US Dollar bounces off lows, 97.00 back on the radar
The US Dollar Index – which tracks the buck vs. its main rivals – seems to have found dip buyers around daily lows and is now re-focusing on the key barrier at 97.00 the figure.
US Dollar weaker post-FOMC
The index failed to sustain yesterday’s bullish attempt to levels north of the 97.00 handle, ending the day in the negative territory after the FOMC minutes failed to meet expectations of a more hawkish tone.
In fact, despite the Committee signaled that further tightening should come ‘soon’ and the Fed is projecting to start reducing its balance sheet at some point by year-end, members apparently need further evidence that the slowdown seen during the January-March period was transitory.
In the meantime, DXY continues to gravitate in the area of multi-month lows around 96.80/97.00 for the time being, down for the second week in a row and losing nearly 7% since early January’s 14-year tops in the vicinity of 104.00 the figure.

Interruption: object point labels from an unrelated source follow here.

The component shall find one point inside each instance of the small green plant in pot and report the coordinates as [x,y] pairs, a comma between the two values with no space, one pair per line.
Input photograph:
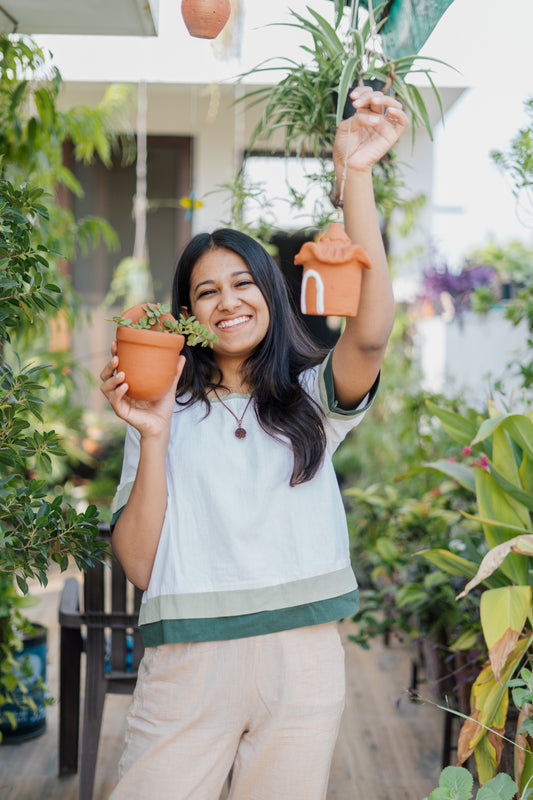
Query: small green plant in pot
[302,111]
[149,341]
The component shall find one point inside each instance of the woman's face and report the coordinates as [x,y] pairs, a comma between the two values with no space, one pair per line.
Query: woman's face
[226,299]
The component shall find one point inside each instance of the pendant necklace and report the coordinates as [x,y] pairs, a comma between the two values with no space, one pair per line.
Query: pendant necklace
[240,432]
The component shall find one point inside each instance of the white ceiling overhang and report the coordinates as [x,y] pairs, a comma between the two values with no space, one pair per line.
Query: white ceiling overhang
[86,17]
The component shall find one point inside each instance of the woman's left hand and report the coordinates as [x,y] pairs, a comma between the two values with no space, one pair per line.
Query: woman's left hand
[377,125]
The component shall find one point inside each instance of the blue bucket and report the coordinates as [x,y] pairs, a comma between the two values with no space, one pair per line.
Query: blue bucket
[30,722]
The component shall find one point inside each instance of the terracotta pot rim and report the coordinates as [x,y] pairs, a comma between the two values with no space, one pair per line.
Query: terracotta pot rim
[171,341]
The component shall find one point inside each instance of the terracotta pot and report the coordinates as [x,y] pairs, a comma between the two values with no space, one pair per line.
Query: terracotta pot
[205,18]
[332,274]
[148,358]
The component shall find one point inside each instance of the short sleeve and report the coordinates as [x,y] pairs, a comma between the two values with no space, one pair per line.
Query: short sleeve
[338,421]
[129,470]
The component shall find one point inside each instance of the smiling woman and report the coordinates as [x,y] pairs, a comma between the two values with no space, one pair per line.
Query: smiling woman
[228,514]
[226,299]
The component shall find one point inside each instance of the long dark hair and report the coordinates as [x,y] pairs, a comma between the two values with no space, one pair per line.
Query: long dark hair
[283,407]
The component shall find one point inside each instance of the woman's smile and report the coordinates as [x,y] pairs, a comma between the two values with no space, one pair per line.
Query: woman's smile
[226,299]
[230,324]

Data wise today, Initial Claims is due seconded by Wholesale Inventories and the speech by FOMC’s L.Brainard (permanent voter, centrist).
US Dollar relevant levels
The index is losing 0.03% at 96.92 facing the next support at 96.70 (2017 low May 23) followed by 95.91 (low Nov.9 2016) and then 94.95 (low Sep.22 2016). On the other hand, a breakout of 97.32 (high May 24) would open the door to 97.97 (high May 18) and finally 98.34 (20-day sma).